He gave to the last word the emphasis of a suddenly lowered voice, and withdrew his eyes slowly from my face. He began to charge a long-stemmed pipe busily and in silence, then, pausing with his thumb on the orifice of the bowl, looked again at me significantly.
'"Yes, my good friend. On that day I had nothing to desire; I had greatly annoyed my principal enemy; I was young, strong; I had friendship; I had the love" (he said "lof") "of woman, a child I had, to make my heart very full—and even what I had once dreamed in my sleep had come into my hand too!"
'He struck a match, which flared violently. His thoughtful placid face twitched once.
'"Friend, wife, child," he said slowly, gazing at the small flame—"phoo!" The match was blown out. He sighed and turned again to the glass case. The frail and beautiful wings quivered faintly, as if his breath had for an instant called back to life that gorgeous object of his dreams.
'"The work," he began suddenly, pointing to the scattered slips, and in his usual gentle and cheery tone, "is making great progress. I have been this rare specimen describing. . . . Na! And what is your good news?"
'"To tell you the truth, Stein," I said with an effort that surprised me, "I came here to describe a specimen. . . ."
'"Butterfly?" he asked, with an unbelieving and humorous eagerness.
'"Nothing so perfect," I answered, feeling suddenly dispirited with all sorts of doubts. "A man!"
'"Ach so!" he murmured, and his smiling countenance, turned to me, became grave. Then after looking at me for a while he said slowly, "Well—I am a man too."
'Here you have him as he was; he knew how to be so generously encouraging as to make a scrupulous man hesitate on the brink of confidence; but if I did hesitate it was not for long.
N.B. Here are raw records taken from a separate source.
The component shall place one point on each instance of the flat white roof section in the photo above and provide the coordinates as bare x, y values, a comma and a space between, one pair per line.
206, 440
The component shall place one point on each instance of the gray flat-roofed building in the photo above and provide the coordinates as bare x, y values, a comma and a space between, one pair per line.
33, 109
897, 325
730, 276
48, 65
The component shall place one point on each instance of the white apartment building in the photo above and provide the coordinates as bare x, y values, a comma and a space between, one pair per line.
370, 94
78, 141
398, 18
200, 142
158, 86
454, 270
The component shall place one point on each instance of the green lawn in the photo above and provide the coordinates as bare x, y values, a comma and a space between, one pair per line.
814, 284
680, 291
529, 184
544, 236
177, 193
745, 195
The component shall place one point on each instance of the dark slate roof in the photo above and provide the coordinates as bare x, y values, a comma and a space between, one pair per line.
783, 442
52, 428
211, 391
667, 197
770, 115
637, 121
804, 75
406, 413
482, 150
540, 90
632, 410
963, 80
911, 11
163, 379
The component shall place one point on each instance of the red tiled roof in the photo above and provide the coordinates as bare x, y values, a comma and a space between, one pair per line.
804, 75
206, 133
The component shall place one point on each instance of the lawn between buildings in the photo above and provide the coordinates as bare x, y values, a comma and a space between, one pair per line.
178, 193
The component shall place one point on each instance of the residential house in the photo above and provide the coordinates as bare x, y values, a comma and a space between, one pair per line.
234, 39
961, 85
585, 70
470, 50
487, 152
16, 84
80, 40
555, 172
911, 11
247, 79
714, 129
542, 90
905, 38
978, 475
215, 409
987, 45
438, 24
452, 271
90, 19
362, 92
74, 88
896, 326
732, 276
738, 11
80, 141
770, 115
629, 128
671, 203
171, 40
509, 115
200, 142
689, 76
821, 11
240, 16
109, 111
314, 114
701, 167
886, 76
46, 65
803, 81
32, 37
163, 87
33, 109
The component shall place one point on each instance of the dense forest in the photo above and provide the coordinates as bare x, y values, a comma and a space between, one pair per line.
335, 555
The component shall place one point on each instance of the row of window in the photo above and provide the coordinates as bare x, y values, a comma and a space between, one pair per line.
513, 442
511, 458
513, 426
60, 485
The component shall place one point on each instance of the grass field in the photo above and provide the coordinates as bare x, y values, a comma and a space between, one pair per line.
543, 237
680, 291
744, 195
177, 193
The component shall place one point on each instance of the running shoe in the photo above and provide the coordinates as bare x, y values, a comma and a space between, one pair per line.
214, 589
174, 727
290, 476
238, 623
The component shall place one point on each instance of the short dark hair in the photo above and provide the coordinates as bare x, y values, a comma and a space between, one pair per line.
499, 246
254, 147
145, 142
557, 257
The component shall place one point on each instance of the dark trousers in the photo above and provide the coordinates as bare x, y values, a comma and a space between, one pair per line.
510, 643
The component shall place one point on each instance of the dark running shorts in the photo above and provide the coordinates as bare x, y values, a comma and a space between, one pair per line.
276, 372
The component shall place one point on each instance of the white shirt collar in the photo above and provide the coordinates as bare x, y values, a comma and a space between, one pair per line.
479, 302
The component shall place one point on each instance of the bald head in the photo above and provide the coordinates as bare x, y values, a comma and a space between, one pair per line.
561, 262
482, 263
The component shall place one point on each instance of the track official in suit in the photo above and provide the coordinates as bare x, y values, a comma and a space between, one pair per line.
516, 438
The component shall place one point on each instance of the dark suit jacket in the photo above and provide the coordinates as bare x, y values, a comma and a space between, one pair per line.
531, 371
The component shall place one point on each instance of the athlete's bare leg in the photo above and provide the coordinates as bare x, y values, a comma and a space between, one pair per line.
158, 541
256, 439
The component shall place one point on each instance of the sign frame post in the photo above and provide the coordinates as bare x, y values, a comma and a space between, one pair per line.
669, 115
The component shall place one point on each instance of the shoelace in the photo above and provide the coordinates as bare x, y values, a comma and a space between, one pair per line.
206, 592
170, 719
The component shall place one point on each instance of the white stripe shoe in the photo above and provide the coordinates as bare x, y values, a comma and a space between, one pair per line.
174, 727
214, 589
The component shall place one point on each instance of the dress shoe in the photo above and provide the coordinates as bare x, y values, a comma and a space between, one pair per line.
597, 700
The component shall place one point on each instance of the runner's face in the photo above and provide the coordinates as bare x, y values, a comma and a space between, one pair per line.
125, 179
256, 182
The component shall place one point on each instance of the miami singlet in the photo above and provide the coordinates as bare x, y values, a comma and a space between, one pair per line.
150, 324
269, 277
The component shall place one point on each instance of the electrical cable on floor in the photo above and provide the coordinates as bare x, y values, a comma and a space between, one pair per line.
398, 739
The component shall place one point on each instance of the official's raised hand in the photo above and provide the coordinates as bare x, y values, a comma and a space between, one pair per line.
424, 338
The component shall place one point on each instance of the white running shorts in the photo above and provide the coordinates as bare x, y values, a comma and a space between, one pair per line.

'He heard me out, sitting with crossed legs. Sometimes his head would disappear completely in a great eruption of smoke, and a sympathetic growl would come out from the cloud. When I finished he uncrossed his legs, laid down his pipe, leaned forward towards me earnestly with his elbows on the arms of his chair, the tips of his fingers together.
'"I understand very well. He is romantic."
'He had diagnosed the case for me, and at first I was quite startled to find how simple it was; and indeed our conference resembled so much a medical consultation—Stein, of learned aspect, sitting in an arm-chair before his desk; I, anxious, in another, facing him, but a little to one side—that it seemed natural to ask—
'"What's good for it?"
'He lifted up a long forefinger.
'"There is only one remedy! One thing alone can us from being ourselves cure!" The finger came
down on the desk with a smart rap. The case which he had made to look so simple before became if possible still simpler—and altogether hopeless. There was a pause. "Yes," said I, "strictly speaking, the question is not how to get cured, but how to live."
'He approved with his head, a little sadly as it seemed. "Ja! ja! In general, adapting the words of your great poet: That is the question. . . ." He went on nodding sympathetically. . . . "How to be! Ach! How to be."
'He stood up with the tips of his fingers resting on the desk.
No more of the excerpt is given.